---
id: "concept-labor-arbitrage"
type: "concept"
source_timestamps: ["00:09:25", "00:09:44"]
tags: ["economics", "historical-context"]
related: ["concept-intelligence-arbitrage"]
definition: "The historical practice of exploiting geographic differences in wages to buy person-hours cheaply, which is now being replaced by AI-driven intelligence arbitrage."
sources: ["s47-polymarket-bot"]
sourceVaultSlug: "s47-polymarket-bot"
originDay: 47
---
# Labor Arbitrage

## Definition

The historical practice of exploiting geographic differences in wages to buy person-hours cheaply, now being replaced by AI-driven [[concept-intelligence-arbitrage]].

## The dominant gap of the last 30 years

For the past 30 years, labor arbitrage has been the dominant gap in the global economy. It is the practice of exploiting the price difference for the *exact same work* based on geography. Because a software engineer in San Francisco costs significantly more than an equally skilled engineer in Bangalore, companies built massive offshore development and operations teams to capture that margin.

Labor arbitrage is fundamentally based on the **person-hour** as the unit of value.

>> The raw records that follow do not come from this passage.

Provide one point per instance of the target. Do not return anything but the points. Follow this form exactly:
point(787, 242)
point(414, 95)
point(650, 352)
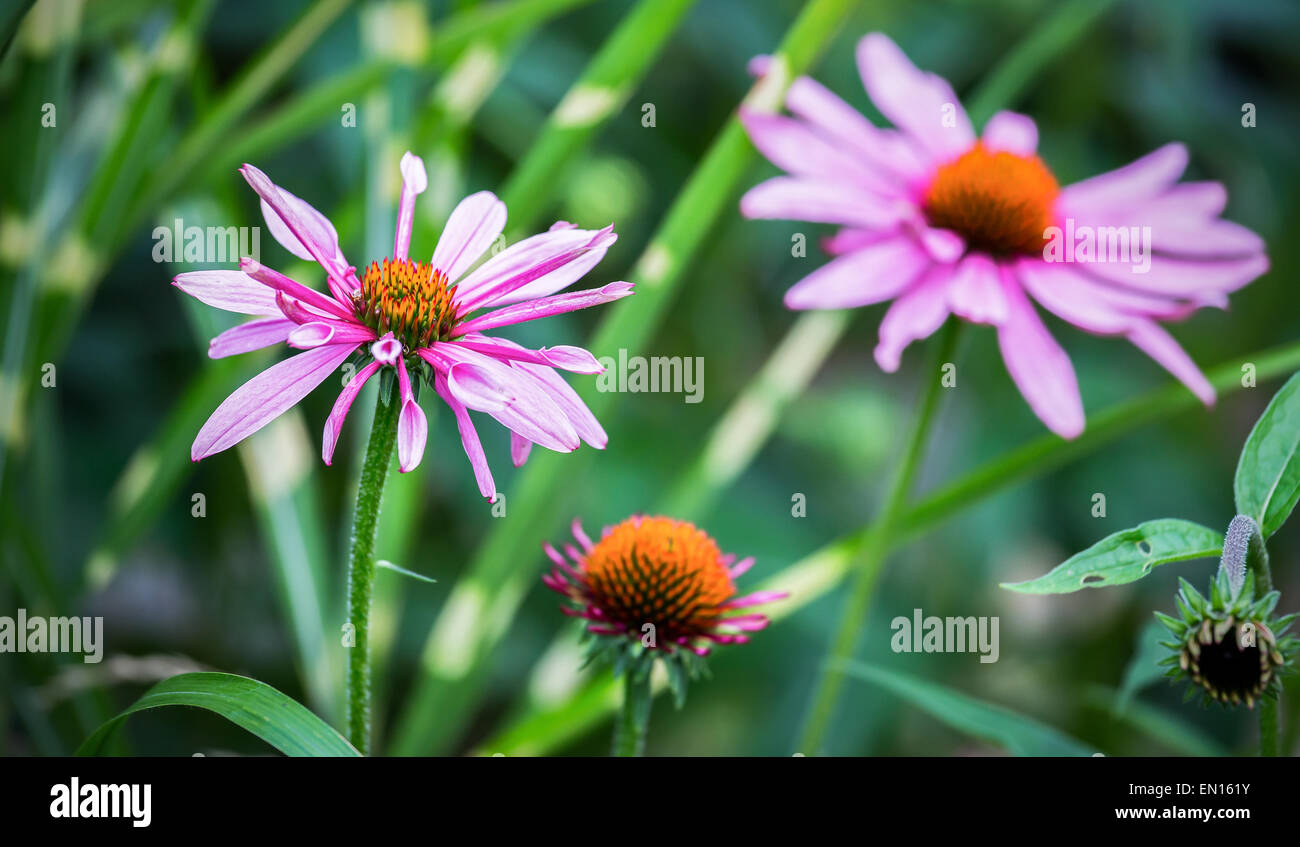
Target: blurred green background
point(98, 490)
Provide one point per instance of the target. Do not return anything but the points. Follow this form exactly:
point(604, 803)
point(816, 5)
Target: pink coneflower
point(944, 222)
point(657, 582)
point(416, 317)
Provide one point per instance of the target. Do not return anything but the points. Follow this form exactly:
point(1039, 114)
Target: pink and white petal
point(534, 268)
point(267, 396)
point(822, 200)
point(250, 337)
point(975, 290)
point(915, 315)
point(468, 439)
point(473, 225)
point(545, 307)
point(867, 276)
point(919, 103)
point(887, 152)
point(1039, 366)
point(334, 422)
point(297, 225)
point(1012, 133)
point(519, 448)
point(415, 179)
point(412, 425)
point(1125, 187)
point(1153, 341)
point(229, 290)
point(794, 147)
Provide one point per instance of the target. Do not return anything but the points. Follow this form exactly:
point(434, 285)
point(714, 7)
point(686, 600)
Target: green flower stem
point(871, 556)
point(360, 567)
point(629, 732)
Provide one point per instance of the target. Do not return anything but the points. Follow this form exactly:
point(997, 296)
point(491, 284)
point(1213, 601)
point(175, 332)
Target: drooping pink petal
point(414, 183)
point(473, 225)
point(280, 282)
point(1125, 187)
point(919, 103)
point(1012, 133)
point(1153, 341)
point(300, 229)
point(267, 396)
point(250, 337)
point(468, 439)
point(975, 290)
point(412, 425)
point(863, 277)
point(334, 422)
point(229, 290)
point(534, 268)
point(915, 315)
point(545, 307)
point(820, 200)
point(1039, 366)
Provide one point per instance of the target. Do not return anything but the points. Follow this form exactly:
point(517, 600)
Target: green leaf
point(1126, 556)
point(276, 719)
point(1018, 734)
point(1268, 474)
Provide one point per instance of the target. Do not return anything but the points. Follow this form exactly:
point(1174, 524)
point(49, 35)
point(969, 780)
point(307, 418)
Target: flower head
point(1227, 644)
point(420, 320)
point(655, 586)
point(941, 222)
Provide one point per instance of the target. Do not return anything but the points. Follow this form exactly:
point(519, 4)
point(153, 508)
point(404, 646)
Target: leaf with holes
point(1126, 556)
point(1268, 474)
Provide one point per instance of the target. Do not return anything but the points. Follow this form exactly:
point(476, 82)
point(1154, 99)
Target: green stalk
point(872, 555)
point(629, 732)
point(360, 567)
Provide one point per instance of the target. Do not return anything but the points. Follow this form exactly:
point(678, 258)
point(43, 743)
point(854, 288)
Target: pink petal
point(473, 225)
point(915, 315)
point(468, 439)
point(334, 422)
point(229, 290)
point(1039, 366)
point(298, 226)
point(412, 425)
point(1012, 133)
point(248, 337)
point(267, 396)
point(1121, 189)
point(534, 268)
point(915, 101)
point(545, 307)
point(1153, 341)
point(867, 276)
point(823, 202)
point(414, 183)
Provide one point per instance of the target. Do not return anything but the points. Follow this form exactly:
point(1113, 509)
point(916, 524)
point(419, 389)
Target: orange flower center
point(999, 202)
point(662, 572)
point(410, 299)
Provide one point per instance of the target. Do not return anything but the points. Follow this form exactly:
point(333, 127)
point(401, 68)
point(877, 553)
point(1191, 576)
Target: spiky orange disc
point(999, 202)
point(410, 299)
point(662, 572)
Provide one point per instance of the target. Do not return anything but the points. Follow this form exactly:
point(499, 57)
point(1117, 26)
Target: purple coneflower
point(420, 318)
point(945, 222)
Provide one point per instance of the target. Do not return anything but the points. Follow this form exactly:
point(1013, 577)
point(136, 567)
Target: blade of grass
point(546, 728)
point(481, 606)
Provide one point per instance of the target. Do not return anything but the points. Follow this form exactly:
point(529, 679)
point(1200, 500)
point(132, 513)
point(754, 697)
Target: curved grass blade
point(254, 706)
point(1268, 474)
point(1017, 733)
point(1126, 556)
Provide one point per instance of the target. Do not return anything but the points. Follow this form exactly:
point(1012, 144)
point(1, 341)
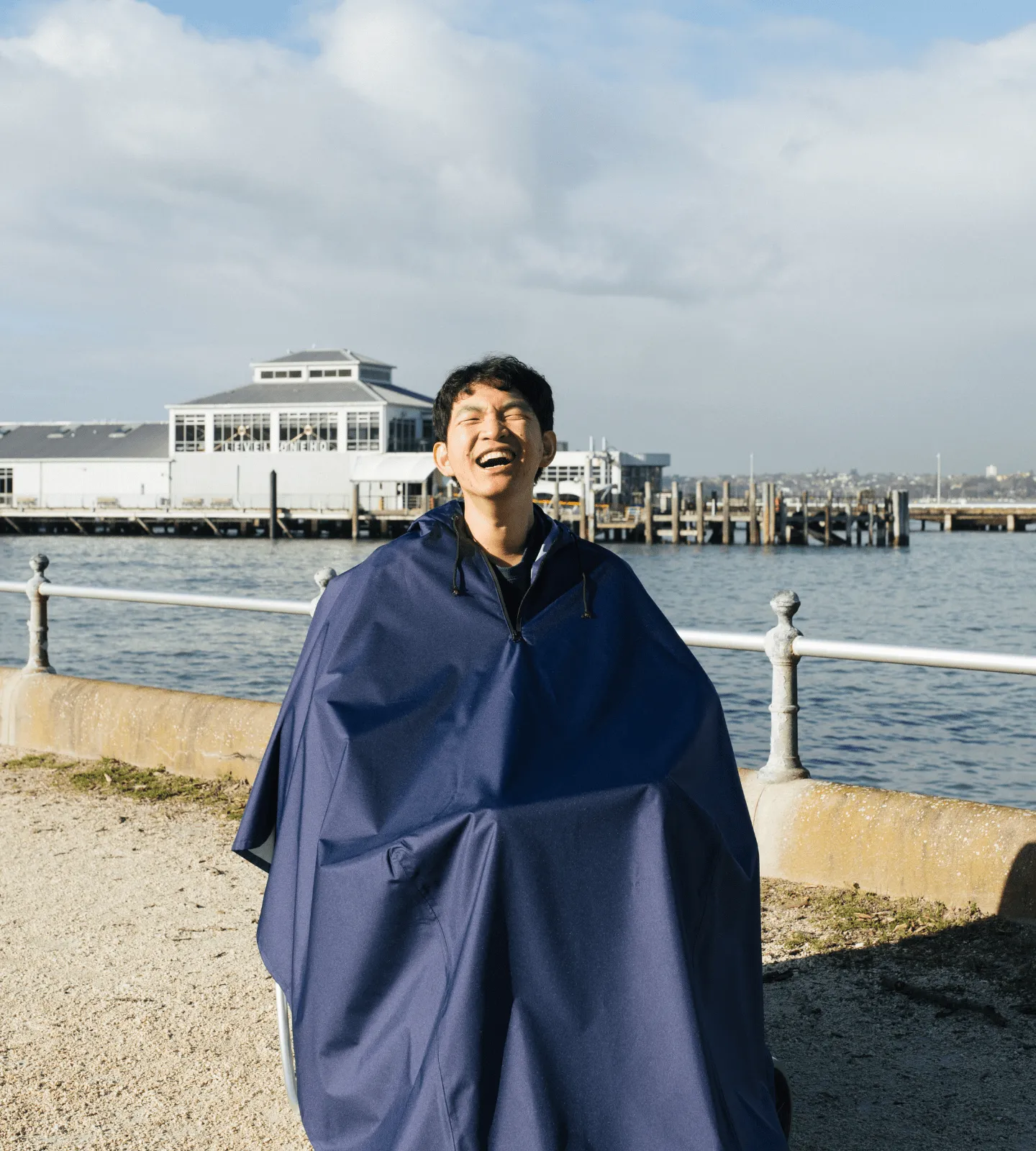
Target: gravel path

You are buying time from a human at a lower cost.

## Why AI replaces it

The speaker notes that AI is actively replacing labor arbitrage with intelligence arbitrage. Instead of looking for cheaper humans to perform hours of work, companies are using AI to *buy the final outcome directly*, bypassing the need to calculate or arbitrage the cost of human time altogether. The pivot is captured in [[quote-intelligence-arbitrage]].

## Place in the taxonomy

Category 5 of [[framework-arbitrage-gap-taxonomy]] — listed there as Knowledge Asymmetry / Labor Gaps. The other four (speed, reasoning, fragmentation, discipline) are gaps AI *closes within an organization*; labor arbitrage is the gap AI *replaces wholesale*.